Notwithstanding an arbitration clause expressly providing that disputes over the reinsurance agreements' "formation and validity" would be submitted to arbitration, the U.S. Court of Appeals for the Second Circuit, affirming the lower court, held that there was no legal basis for compelling arbitration when the reinsurer filing the motion contended that the reinsurance contracts were void because its agents had no authority to form them.
The cedent, Platinum Indemnity Limited and its assignee, brought this litigation against a reinsurer, Diamond State Insurance Co., alleging breach of contract and tort claims of negligence and recklessness involving multiple reinsurance contracts containing the following arbitration clause:
"Any unresolved difference of opinion between the REINSURER and the CEDENT with respect to the interpretation of this POLICY or the performance of the obligations under this POLICY including its formation and validity, whether such dispute arises before or after the termination of this POLICY, shall be submitted to arbitration."

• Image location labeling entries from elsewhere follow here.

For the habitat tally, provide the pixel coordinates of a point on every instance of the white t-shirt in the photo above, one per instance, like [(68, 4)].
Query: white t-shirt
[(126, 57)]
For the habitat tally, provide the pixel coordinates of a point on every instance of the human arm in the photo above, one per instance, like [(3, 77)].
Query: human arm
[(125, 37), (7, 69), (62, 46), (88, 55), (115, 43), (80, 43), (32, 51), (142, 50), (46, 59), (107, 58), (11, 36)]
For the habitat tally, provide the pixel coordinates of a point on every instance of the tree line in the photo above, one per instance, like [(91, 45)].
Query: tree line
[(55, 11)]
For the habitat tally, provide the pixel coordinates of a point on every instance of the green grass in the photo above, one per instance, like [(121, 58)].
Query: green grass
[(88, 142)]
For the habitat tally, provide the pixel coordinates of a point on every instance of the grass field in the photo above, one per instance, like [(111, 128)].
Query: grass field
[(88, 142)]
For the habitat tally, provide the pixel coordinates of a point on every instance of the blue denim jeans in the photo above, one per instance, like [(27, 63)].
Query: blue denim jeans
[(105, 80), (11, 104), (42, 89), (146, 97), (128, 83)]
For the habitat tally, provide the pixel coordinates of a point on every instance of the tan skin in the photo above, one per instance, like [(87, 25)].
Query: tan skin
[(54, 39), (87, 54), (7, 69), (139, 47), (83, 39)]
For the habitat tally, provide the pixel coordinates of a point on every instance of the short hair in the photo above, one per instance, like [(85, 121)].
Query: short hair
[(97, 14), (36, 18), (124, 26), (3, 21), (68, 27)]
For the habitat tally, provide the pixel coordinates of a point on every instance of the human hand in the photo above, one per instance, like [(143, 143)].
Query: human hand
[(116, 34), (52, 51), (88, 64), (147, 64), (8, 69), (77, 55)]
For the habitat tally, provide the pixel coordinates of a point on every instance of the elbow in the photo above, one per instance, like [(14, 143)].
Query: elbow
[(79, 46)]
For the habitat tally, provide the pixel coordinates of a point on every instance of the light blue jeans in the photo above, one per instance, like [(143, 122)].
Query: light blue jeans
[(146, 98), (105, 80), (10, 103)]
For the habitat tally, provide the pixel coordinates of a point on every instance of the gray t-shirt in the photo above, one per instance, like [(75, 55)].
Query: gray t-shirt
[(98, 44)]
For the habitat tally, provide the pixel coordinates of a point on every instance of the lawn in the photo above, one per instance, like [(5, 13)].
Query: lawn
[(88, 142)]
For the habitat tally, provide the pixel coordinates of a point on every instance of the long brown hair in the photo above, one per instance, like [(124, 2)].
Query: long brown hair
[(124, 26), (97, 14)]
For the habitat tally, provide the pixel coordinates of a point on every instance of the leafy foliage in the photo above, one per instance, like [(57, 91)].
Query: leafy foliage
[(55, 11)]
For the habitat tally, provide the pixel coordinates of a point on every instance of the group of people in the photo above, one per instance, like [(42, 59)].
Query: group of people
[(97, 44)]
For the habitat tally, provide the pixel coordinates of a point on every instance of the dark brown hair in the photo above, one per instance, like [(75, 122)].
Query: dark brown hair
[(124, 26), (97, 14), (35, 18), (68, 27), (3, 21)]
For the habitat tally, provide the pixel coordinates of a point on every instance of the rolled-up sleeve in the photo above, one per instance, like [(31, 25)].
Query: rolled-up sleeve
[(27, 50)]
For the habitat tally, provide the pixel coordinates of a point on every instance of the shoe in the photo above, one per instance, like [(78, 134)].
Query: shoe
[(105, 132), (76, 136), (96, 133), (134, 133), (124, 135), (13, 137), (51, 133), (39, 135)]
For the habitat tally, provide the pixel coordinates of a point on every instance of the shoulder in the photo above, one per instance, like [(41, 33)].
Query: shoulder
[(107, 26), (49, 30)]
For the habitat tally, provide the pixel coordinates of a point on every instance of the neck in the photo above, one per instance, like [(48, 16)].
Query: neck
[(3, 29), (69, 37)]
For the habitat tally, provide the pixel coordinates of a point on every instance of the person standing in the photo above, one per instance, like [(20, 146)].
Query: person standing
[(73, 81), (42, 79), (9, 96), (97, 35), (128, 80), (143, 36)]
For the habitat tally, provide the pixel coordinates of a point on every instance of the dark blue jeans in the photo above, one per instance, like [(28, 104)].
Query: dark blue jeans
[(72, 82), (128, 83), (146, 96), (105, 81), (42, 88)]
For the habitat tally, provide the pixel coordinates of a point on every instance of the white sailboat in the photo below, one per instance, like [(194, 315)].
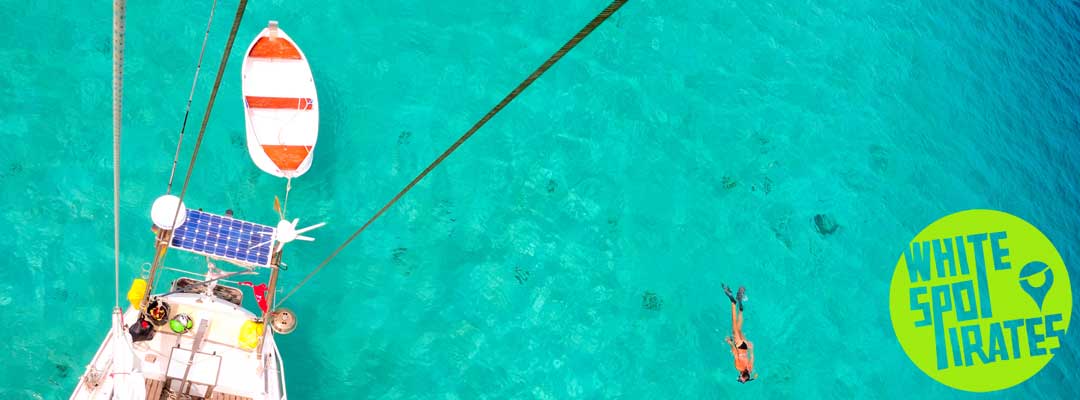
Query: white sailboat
[(196, 340)]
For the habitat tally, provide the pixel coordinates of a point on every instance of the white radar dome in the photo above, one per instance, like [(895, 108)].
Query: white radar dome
[(164, 209)]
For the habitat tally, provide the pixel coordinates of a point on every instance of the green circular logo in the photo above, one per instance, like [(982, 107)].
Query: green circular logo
[(981, 301)]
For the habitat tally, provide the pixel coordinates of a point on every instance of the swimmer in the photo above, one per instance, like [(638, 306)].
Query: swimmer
[(741, 348)]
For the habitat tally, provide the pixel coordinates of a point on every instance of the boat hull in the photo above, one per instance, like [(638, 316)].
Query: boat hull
[(281, 104), (218, 365)]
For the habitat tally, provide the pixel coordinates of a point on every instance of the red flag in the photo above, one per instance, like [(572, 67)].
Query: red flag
[(260, 291)]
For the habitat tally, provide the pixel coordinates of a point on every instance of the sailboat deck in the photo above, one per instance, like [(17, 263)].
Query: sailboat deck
[(156, 390)]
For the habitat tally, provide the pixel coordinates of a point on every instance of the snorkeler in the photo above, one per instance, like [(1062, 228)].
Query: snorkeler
[(742, 349)]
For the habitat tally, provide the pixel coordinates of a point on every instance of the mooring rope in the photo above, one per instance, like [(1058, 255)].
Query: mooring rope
[(118, 91), (191, 95), (551, 61)]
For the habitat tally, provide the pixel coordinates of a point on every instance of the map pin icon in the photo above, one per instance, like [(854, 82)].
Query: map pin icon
[(1029, 274)]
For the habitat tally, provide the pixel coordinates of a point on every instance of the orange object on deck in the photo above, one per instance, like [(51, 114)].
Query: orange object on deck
[(287, 158), (274, 49), (283, 103)]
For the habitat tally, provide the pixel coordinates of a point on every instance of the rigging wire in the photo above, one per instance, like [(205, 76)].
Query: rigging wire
[(543, 68), (118, 82), (187, 109), (210, 107)]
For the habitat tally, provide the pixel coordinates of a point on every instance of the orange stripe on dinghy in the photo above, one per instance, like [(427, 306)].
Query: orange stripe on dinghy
[(284, 103), (287, 158), (267, 48)]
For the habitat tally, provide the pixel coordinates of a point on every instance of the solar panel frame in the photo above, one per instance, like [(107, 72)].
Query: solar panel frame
[(224, 237)]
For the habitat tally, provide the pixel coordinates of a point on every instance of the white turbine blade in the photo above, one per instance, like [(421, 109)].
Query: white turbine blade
[(316, 226), (260, 244)]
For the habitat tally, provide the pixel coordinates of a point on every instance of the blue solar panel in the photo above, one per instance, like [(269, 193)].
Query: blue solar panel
[(225, 238)]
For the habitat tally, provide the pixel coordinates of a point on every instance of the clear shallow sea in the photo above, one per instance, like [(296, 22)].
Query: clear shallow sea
[(683, 145)]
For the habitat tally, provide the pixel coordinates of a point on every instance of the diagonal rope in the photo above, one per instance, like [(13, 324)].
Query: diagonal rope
[(187, 109), (543, 68), (210, 107), (118, 91)]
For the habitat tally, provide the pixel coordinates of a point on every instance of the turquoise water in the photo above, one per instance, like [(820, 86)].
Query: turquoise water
[(575, 248)]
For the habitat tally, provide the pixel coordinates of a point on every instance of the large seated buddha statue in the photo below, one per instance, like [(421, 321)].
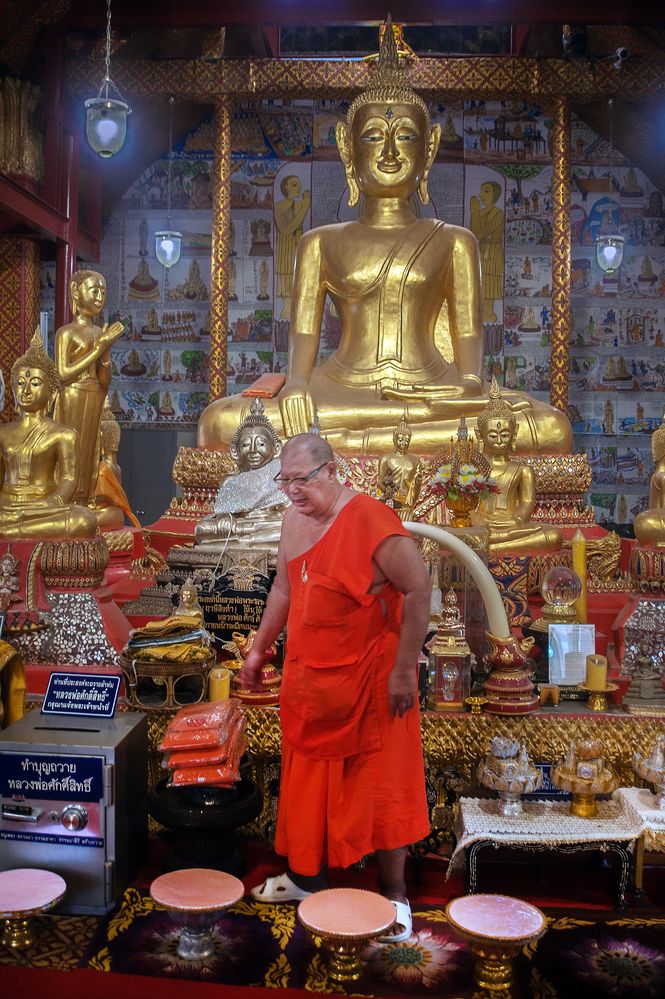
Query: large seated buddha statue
[(408, 294), (249, 504), (650, 525), (507, 513), (39, 459)]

Platinum Indemnity contended that Diamond State acted negligently in the appointment and supervision of its alleged agents. The reinsurer denied that these "agents" had either actual or apparent authority to bind it to the disputed reinsurance agreements but insisted that the cedent's claims were arbitrable pursuant to the arbitration clauses. The cedent countered that the reinsurer's denial of the reinsurance contracts' existence required that the court first determine whether the contracts were valid before invoking their arbitration provisions.
Concluding that sufficient evidence was produced substantiating an "unequivocal denial" by the reinsurer that an agreement was made, the Second Circuit agreed with the district court that it was "well-settled" that a court cannot compel arbitration until it first resolves, by means of a trial, the question of the very existence of the contract embodying the arbitration clause. This is because arbitrators derive their authority to resolve disputes from the parties, and without a determination that the governing contracts exist, there would be no source of authority empowering the arbitrators to decide the case.
With regard to the broad "formation and validity" wording in the arbitration clause, the Second Circuit disagreed with the reinsurer's argument that it "clearly and unmistakably" provided that the question of whether the parties agreed to arbitrate was to be decided by an arbitrator, i.e., that it encompassed the question of the very existence of the contract. The court suggested that this language simply meant that, assuming the existence of the contracts, the parties must arbitrate issues of formation and validity that affect contract enforceability, such as a dispute over fraud in the inducement of a contract, not whether the contracts were void because the reinsurer's agents allegedly lacked the requisite authority to bind it.
Bank of America, N.A. v. Diamond State Insurance Co., No. 01-9075, 2002 U.S. App. LEXIS 12711 (2nd Cir. June 26, 2002).